Ici comme ailleurs nous avons à faire avec d'un côté la puissance d'une industrie, multinationale et lobbyiste, et d'un autre à des créateurs indépendants que l'État a lâchés au profit du privé. Sa mission serait justement de rééquilibrer le rapport de force de manière à ce que les chercheurs, rêveurs, utopistes, les artistes qui inventent des mondes qui ne sont pas à l'image du nôtre, continuent de provoquer les facteurs de produits grand public pour les faire évoluer, pas seulement techniquement ! En regardant les titres des principales sections de l'exposition Game Story (Sports/Arts martiaux, Kawaii, Science-Fiction, Historique, Guerre/Action/Aventure, Fantasy/Fantastique/Horreur) on comprendra qu'il s'agit essentiellement d'un enfumage chargé d'évacuer tout recul critique. Historique contre Histoire, Guerre et ses dérivés musclés contre Politique, Kawaii contre Comédie, etc. Le modèle graphique est clairement le cinéma de divertissement américain et l'animation asiatique, effets de mode dont l'éphémère n'est compensé que par la nostalgie.
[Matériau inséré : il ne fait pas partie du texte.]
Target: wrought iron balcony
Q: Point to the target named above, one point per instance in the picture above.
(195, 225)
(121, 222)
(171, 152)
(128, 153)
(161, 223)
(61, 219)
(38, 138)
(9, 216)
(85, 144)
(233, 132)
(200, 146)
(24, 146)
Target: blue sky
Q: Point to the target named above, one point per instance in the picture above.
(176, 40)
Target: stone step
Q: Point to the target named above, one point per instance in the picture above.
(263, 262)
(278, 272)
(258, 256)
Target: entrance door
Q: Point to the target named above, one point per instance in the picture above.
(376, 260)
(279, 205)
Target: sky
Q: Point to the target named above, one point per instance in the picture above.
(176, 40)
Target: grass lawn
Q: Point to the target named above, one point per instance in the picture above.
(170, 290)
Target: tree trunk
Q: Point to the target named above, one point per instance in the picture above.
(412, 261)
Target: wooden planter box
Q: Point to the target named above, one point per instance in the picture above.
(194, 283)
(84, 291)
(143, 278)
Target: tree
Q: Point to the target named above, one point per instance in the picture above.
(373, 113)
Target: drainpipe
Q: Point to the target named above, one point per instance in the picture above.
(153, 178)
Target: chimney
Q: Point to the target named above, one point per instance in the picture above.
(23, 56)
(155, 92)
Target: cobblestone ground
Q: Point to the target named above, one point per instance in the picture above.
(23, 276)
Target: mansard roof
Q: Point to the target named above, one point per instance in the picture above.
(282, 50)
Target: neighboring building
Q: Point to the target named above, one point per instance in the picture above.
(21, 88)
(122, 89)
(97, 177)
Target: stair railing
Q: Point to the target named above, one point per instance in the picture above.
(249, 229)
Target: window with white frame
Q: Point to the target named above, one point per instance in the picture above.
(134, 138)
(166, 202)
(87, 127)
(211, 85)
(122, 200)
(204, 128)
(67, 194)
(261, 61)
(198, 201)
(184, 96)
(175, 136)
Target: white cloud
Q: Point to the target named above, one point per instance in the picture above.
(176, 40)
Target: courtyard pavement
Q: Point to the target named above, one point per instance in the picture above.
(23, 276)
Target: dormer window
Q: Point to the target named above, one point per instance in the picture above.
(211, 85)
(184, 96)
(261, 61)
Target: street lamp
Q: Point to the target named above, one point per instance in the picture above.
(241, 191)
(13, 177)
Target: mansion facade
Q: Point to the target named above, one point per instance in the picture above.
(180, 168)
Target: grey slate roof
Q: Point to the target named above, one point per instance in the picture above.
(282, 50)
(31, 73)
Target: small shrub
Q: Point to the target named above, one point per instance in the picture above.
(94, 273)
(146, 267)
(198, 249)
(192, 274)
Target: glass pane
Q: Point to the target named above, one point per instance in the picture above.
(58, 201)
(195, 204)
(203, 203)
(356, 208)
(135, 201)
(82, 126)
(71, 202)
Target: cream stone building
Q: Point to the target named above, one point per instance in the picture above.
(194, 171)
J'aimerais être convaincu du contraire, mais ce ne sont pas les dix illustrations choisies par Libération qui risquent de me faire changer d'avis. À noter que les les pages 4 et 5 reproduites ici sont signées Bethesda Softworks, Warner Interactive, Microsoft, deux fois Sony et Activision, trois fois Nintendo ! Sic.



Il existe heureusement des indépendants pour ruer dans les brancards tels les Belges de Tale of Tales ou Entropy8Zuper, une Américaine et encore un Belge, qui montrent que le jeu vidéo peut devenir un art à part entière en s'affranchissant de l'influence hollywoodienne, tant esthétique que narrative. Dans son article de Libération, Olivier Séguret n'est pas dupe de ce qu'il revêt aujourd'hui, "creuset majeur de la culture contemporaine... vigueur industrielle et puissance commerciale... mainstream qui occupe l'essentiel de la très vaste et très vague catégorie des loisirs culturels...", mais en glorifiant exclusivement son aspect le plus formateur, entendre formatage, il participe à une injustice flagrante envers celles et ceux qui continuent à œuvrer dans l'ombre des grands médias et, paradoxalement, de la société du spectacle, les artistes.

En conclusion, je rappellerai la phrase de Jean-Luc Godard : « La culture, c'est la règle ; l'art, c'est l'exception ».